>too mentally unstable to get a job
>too well spoken and calm to get disability
What do I do robots? None of the social workers believe I have crippling anxiety because I don't have trouble talking to them.
Mention you get thoughts of killing yourself.
>>38169255
Are you on any sort of medication?
>>38169266
that's just the truth.
>>38169268
just ADHD stuff
>>38169294
I have an anxiety disorder, and taking an SSRI drug helped immensely.
what country are you in OP? I never new any welfare state would give disability for anxiety
>>38169309
Honestly it's a lot more than anxiety, I have panic attacks, I have break downs, depression, thoughts of killing myself, sometimes thoughts of hurting others, paranoia, thinking people are stalking me, etc. I've been looking for work for a total of almost 2 years now and anytime I get close my mental problems fuck it up.
None of the therapists take me seriously because when I talk to them, I tell them my issues but they don't take it seriously, it's in one ear and out the other because when I'm talking to therapists I am always calm and collected for some reason.
>what country are you in OP? I never new any welfare state would give disability for anxiety
USA, California, and like I described above it's far more than anxiety. I am not a functional member of society at this point and I think I might become homeless soon.
>>38169338
I know this sounds far out in left field, but if you have thoughts of hurting others or killing yourself, and you know those are things you don't want to do, that is actually a big indicator of a certain type of obsessive compulsive disorder called Pure-O. A lot of people think that OCD is all about checking locks on doors and counting steps and things of that nature, but it actually goes quite a bit further.
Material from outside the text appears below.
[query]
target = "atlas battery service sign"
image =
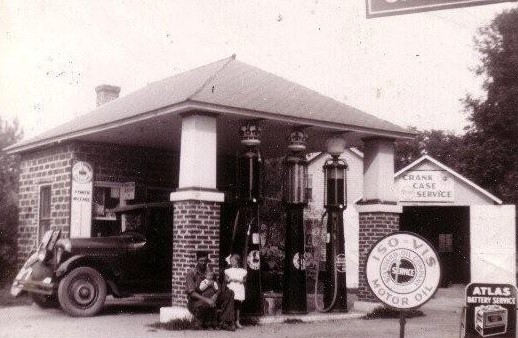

I'm not saying you absolutely 100% have it, but I think it'd definitely be something to look into.
>>38169373
Okay, I'll see about it.
When I was diagnosed with ADHD at 21 my doctor told me certain types of OCD might be comorbid so I suppose it could make sense.
I wish my brain was normal.
being alive hurts.
>>38169406
>I wish my brain was normal.
I know the feel. I've OCD my whole life, but it only really started to heighten around age 15.